As she examines in excruciating detail the case against Mr. Syed, listeners are privy to her frustrations, doubts and random thoughts about the case. She sighs at times, tosses expletives and shares her own confusion. Recorded conversations with key players come across as casual chats rather than interviews. Listening to her is like hearing a riveting story from a close friend over drinks, a remarkable illusion that Ms. Koenig says took even her by surprise when fans of the series started emailing and calling her at home.

“There’s this thing where they assume we’re friends,” she said recently. “People feel like they know me.”

As the series progresses, listeners become deeply invested in the question that Ms. Koenig sets out to answer: whether Mr. Syed is innocent. I spoke to some people who found the series exploitive because it opened old wounds and turned private lives into the subject of global, frenzied speculation.

But I felt that any such effect was offset by how powerfully the series illuminated the complexities of the criminal justice system. In offering up the possibility that Mr. Syed may have been wrongly convicted, Ms. Koenig does not portray the police officers, the prosecutors or the defense attorney in a heavy-handed way. The subjects, including Mr. Syed, are vividly fleshed out and memorable. For the most part, they all seem to get to tell their side of the story.

Last week, a Maryland appeals court agreed to hold a hearing to explore whether Mr. Syed’s trial lawyer was ineffective, an effort that was in motion before the series began but may be bolstered by some of the facts Ms. Koenig uncovered. A separate team of lawyers who specialize in wrongful convictions reviewed the case after learning about it from the program’s producers and hopes to persuade a Maryland judge to order that DNA evidence from the case be tested, in case it points to a different suspect.

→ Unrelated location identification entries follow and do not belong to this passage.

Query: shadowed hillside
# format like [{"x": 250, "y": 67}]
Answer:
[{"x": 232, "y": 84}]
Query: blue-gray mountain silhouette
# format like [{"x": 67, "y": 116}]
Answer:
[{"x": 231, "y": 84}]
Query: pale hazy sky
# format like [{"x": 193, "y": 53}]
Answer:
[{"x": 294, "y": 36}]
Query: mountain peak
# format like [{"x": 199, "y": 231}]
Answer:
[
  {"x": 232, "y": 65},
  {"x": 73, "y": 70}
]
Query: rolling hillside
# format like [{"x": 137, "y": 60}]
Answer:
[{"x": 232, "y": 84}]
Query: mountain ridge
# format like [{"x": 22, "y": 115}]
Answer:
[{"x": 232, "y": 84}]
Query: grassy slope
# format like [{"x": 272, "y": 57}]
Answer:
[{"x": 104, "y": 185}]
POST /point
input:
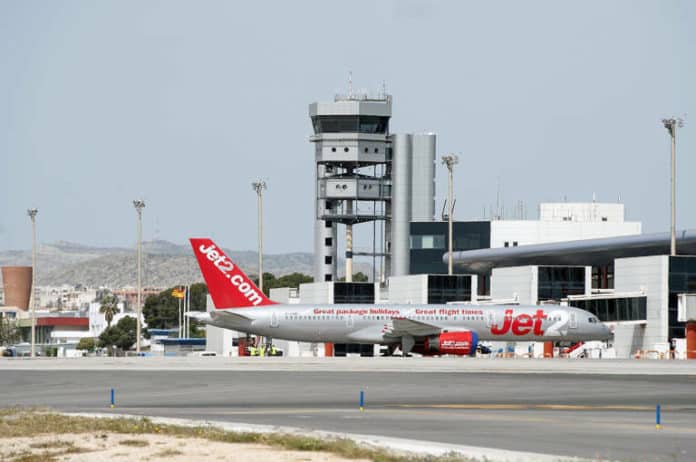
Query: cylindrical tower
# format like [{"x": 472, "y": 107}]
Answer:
[
  {"x": 16, "y": 281},
  {"x": 423, "y": 177},
  {"x": 401, "y": 204}
]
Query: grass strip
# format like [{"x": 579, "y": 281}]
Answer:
[{"x": 19, "y": 422}]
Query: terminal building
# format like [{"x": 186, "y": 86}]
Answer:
[{"x": 584, "y": 254}]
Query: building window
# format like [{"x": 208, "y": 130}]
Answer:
[
  {"x": 557, "y": 282},
  {"x": 354, "y": 292},
  {"x": 428, "y": 241},
  {"x": 445, "y": 288},
  {"x": 615, "y": 309}
]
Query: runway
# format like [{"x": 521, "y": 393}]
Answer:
[{"x": 596, "y": 415}]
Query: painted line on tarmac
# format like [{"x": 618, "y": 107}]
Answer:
[
  {"x": 416, "y": 447},
  {"x": 527, "y": 407}
]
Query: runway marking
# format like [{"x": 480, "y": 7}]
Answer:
[{"x": 527, "y": 407}]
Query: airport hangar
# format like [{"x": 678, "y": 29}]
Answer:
[{"x": 630, "y": 282}]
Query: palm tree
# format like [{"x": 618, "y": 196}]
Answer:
[{"x": 108, "y": 308}]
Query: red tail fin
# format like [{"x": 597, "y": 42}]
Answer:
[{"x": 228, "y": 285}]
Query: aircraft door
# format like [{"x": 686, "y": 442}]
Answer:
[
  {"x": 490, "y": 318},
  {"x": 573, "y": 323}
]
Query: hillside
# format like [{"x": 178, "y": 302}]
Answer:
[{"x": 165, "y": 264}]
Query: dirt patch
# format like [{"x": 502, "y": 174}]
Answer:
[{"x": 146, "y": 447}]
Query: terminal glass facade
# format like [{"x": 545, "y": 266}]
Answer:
[
  {"x": 444, "y": 288},
  {"x": 557, "y": 282},
  {"x": 354, "y": 292},
  {"x": 682, "y": 280},
  {"x": 350, "y": 124},
  {"x": 615, "y": 309},
  {"x": 428, "y": 242}
]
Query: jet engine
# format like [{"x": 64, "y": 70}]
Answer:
[{"x": 451, "y": 343}]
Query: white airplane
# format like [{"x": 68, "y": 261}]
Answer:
[{"x": 425, "y": 329}]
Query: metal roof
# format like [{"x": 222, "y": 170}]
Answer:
[{"x": 587, "y": 252}]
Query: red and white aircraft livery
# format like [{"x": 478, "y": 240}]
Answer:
[{"x": 426, "y": 329}]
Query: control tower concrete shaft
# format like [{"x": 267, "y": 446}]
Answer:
[{"x": 352, "y": 173}]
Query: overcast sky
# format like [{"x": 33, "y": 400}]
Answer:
[{"x": 184, "y": 103}]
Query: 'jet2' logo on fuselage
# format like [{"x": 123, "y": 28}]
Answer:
[{"x": 522, "y": 324}]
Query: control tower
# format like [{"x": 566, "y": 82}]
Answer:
[
  {"x": 365, "y": 174},
  {"x": 352, "y": 171}
]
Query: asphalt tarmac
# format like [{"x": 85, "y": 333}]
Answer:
[{"x": 607, "y": 416}]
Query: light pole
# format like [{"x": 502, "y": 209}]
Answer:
[
  {"x": 139, "y": 205},
  {"x": 671, "y": 125},
  {"x": 450, "y": 161},
  {"x": 259, "y": 186},
  {"x": 32, "y": 215}
]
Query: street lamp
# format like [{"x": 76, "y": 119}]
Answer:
[
  {"x": 32, "y": 215},
  {"x": 671, "y": 125},
  {"x": 450, "y": 161},
  {"x": 259, "y": 186},
  {"x": 139, "y": 205}
]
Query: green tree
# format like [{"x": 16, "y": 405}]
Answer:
[
  {"x": 161, "y": 311},
  {"x": 86, "y": 343},
  {"x": 122, "y": 335},
  {"x": 109, "y": 308},
  {"x": 9, "y": 333}
]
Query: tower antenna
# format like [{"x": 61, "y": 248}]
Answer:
[{"x": 350, "y": 84}]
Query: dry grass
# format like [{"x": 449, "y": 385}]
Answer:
[
  {"x": 17, "y": 422},
  {"x": 134, "y": 443}
]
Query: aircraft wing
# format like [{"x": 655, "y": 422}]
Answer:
[
  {"x": 230, "y": 318},
  {"x": 405, "y": 326}
]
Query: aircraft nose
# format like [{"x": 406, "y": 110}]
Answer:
[{"x": 606, "y": 331}]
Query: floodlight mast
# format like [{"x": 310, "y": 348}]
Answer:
[
  {"x": 139, "y": 205},
  {"x": 671, "y": 125},
  {"x": 450, "y": 161},
  {"x": 259, "y": 186},
  {"x": 32, "y": 215}
]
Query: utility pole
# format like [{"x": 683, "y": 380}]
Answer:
[
  {"x": 671, "y": 125},
  {"x": 139, "y": 205},
  {"x": 32, "y": 215},
  {"x": 259, "y": 186},
  {"x": 450, "y": 161}
]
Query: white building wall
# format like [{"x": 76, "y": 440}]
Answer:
[
  {"x": 520, "y": 282},
  {"x": 316, "y": 293},
  {"x": 409, "y": 289},
  {"x": 527, "y": 232},
  {"x": 649, "y": 275},
  {"x": 581, "y": 212}
]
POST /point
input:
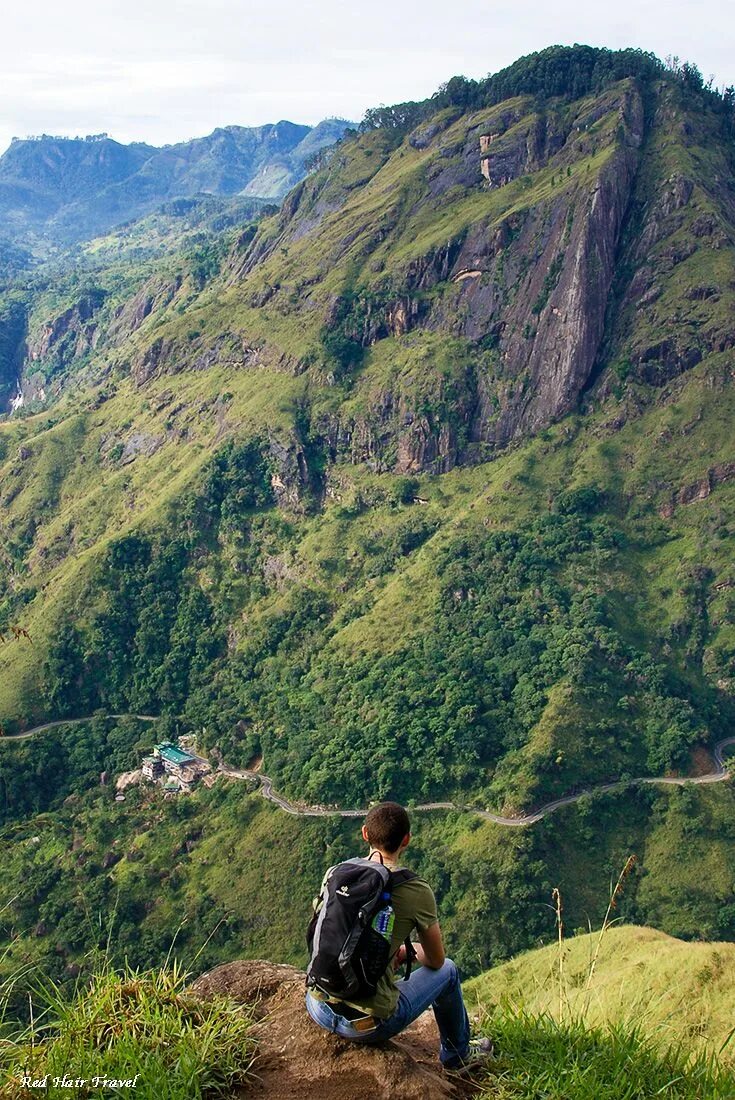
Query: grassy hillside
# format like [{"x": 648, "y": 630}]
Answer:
[
  {"x": 420, "y": 487},
  {"x": 682, "y": 991}
]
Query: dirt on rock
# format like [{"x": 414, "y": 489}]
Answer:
[{"x": 297, "y": 1059}]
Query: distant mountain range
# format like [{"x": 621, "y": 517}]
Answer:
[{"x": 64, "y": 189}]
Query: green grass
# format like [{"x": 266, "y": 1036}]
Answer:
[
  {"x": 539, "y": 1058},
  {"x": 130, "y": 1024},
  {"x": 682, "y": 992}
]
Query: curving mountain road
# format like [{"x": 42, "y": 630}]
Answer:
[
  {"x": 74, "y": 722},
  {"x": 721, "y": 773}
]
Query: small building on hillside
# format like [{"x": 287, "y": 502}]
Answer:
[
  {"x": 152, "y": 767},
  {"x": 179, "y": 768}
]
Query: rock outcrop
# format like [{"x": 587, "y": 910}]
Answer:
[{"x": 297, "y": 1059}]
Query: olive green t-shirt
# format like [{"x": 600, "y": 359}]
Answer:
[{"x": 415, "y": 906}]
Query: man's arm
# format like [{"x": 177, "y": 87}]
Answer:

While both efforts are long shots, if a new trial does lead to an acquittal, “Serial” may have played a game-changing role in a case that was regarded as closed.

The series has set impossibly high expectations for a second season, which is expected to begin this fall. It is the most downloaded podcast on iTunes, with roughly 5.7 million listeners per episode. By comparison, the average download rate for the next 20 most popular podcasts is 446,000 per episode, according to Mark McCrery, the head of Podtrac, which monitors podcast traffic.

“No one thought ‘Serial’ would be as popular,” he said. “Bringing mysteries to podcasts is not something that has been done before in this way. But mysteries are very popular in other media.”